Bei schweren Unfällen kommen die Arbeitsschützer im Regelfall direkt dazu und unterstützen die Polizei bei den Ermittlungen. Doch egal ob sie gleich vor Ort sind oder den entsprechenden Vorfall im Nachgang untersuchen: „Wir hinterfragen stets, ob der Arbeitgeber die Gefährdungen, die mit der Tätigkeit verbunden sind, beurteilt hat und ob alle notwendigen Schutzmaßnahmen getroffen wurden. Insbesondere wird ermittelt, ob die Beschäftigten in Hinblick auf sicherheitsgerechtes Verhalten und Unfallrisiken unterwiesen wurden“, erklärt Michèle Wachkamp. Dies ist auch zentraler Bestandteil der normalen Baustellen- und Betriebsüberwachungen durch die Aufsichtskräfte der Arbeitsschutzdezernate. „Letztendlich geht es vorrangig immer darum, den nächsten Unfall und das damit verbundene menschliche Leid zu verhindern.“
Experten bei der BAUExpo in Gießen
„Die Unfallzahlen belegen, dass die Überwachung der Einhaltung der Arbeitsschutzpflichten in den Betrieben und insbesondere auf den Baustellen durch die Arbeitsschutzaufsicht bei den Regierungspräsidien eine unentbehrliche und wichtige Aufgabe auch für die Zukunft ist“, betont Michèle Wachkamp. Bei den Kontrollen entdecken die RP-Beschäftigten immer wieder Mängel – von ungeeigneten oder ungeprüften Arbeitsmitteln bis eben zur fehlenden Absturzsicherung. „In der Regel werden die Verantwortlichen vor Ort aufgefordert, die Mängel sofort zu beseitigen. Bei Gefahr für Leib und Leben der Beschäftigten müssen die Arbeiten sofort eingestellt werden. Die Weiterarbeit wird erst dann gestattet, wenn die Mängel beseitigt wurden. Gegen ,Wiederholungstäter‘ werden Bußgeldverfahren eingeleitet“, ergänzt Heller.
Dem Regierungspräsidium Gießen ist wichtig, Bauherren, Planer, Bauunternehmen und Montagebetriebe immer wieder aufzuklären und zu sensibilisieren – nicht nur bei Kontrollen und nach Arbeitsunfällen. Daher sind die Arbeitsschutz-Expertinnen und -Experten auch in diesem Jahr wieder auf der Messe BAUExpo in den Gießener Hessenhallen vertreten. Sie findet vom 8. bis 10. März 2024 jeweils von 10 bis 18 Uhr statt.

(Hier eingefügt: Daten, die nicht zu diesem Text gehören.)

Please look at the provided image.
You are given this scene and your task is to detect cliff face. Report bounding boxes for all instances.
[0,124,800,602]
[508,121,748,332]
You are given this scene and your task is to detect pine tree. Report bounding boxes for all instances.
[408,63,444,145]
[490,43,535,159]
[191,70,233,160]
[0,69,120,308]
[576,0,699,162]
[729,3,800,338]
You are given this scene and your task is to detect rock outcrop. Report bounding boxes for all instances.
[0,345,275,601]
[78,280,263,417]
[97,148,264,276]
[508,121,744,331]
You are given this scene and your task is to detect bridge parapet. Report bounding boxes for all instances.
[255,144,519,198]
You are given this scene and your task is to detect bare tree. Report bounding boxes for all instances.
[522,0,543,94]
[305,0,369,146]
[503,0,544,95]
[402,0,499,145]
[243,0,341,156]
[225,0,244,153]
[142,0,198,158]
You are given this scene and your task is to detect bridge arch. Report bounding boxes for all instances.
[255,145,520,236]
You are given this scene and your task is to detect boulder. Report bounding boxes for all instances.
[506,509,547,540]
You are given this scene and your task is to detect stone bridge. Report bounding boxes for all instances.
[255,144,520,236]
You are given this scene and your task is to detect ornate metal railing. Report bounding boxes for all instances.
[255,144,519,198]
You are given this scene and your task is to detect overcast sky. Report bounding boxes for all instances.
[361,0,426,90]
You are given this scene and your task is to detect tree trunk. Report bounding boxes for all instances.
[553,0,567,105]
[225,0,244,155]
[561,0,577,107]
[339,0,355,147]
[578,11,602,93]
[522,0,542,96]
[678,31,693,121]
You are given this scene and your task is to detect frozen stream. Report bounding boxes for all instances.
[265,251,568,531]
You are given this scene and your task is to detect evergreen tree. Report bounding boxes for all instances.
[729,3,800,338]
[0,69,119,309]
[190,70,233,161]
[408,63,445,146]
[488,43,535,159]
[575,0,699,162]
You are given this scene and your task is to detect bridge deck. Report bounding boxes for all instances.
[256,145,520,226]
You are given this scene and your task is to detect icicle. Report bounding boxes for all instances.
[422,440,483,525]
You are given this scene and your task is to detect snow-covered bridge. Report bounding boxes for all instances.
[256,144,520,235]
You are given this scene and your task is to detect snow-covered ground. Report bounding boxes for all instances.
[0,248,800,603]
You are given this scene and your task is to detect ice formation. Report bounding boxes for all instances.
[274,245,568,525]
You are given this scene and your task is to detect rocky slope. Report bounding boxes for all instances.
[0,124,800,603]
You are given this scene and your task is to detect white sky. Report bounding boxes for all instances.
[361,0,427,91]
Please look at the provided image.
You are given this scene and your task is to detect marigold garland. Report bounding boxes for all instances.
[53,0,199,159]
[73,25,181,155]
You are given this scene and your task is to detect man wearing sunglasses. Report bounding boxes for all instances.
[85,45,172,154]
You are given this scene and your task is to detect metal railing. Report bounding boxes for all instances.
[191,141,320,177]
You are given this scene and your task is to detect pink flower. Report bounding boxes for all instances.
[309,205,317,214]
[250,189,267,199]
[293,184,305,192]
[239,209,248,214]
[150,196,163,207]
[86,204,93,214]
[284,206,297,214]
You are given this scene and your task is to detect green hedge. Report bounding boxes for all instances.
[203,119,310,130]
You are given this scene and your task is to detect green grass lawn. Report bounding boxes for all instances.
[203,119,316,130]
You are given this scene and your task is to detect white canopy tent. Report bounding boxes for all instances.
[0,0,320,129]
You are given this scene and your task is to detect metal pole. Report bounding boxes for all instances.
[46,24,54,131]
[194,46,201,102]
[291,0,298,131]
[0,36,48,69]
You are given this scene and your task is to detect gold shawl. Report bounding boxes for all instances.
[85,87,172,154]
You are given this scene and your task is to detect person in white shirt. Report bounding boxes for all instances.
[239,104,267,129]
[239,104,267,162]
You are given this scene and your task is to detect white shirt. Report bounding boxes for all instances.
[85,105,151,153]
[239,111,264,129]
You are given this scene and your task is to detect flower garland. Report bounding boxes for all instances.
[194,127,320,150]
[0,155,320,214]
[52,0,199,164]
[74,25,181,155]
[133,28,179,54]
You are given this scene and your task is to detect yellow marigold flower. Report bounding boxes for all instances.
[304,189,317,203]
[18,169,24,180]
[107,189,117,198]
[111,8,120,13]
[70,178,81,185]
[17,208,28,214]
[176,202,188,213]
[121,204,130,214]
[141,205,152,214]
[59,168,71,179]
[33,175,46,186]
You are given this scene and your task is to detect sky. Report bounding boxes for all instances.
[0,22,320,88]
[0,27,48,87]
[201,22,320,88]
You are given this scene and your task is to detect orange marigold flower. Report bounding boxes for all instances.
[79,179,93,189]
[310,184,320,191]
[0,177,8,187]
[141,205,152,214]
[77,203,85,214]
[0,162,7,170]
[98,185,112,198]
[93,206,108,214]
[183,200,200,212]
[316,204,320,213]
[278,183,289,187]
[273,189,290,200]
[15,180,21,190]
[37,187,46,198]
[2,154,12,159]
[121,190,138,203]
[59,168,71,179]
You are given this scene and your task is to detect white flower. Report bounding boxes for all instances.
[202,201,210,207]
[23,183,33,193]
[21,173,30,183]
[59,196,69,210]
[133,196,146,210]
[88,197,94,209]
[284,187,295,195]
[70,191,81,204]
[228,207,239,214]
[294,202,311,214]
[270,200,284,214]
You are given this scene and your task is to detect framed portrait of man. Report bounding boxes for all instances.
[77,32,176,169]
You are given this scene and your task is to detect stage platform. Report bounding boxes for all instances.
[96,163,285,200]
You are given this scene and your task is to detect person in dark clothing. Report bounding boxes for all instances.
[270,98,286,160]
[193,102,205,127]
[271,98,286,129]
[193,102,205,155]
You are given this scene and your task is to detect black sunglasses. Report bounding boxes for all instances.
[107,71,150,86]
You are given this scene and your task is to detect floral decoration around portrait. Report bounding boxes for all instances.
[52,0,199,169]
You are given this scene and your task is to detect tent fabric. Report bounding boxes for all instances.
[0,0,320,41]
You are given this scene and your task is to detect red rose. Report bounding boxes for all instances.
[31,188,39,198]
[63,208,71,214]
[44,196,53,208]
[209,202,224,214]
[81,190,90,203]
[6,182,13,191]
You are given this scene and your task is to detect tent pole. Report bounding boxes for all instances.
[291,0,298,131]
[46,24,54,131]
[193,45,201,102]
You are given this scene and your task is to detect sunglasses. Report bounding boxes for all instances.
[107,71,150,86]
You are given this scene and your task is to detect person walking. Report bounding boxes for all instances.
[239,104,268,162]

Das RP ist in Halle 4 am Stand A-2 zu finden. Der Schutz vor Absturz auf Bau- und Montagestellen ist ein Thema auf dem Messestand. Darüber hinaus geht es um Schutzmaßnahmen, die bei der energetischen Sanierung zu treffen sind, insbesondere, wenn dabei asbesthaltige Dächer oder Fassaden entfernt oder alte Dämmstoffe ausgebaut werden sollen.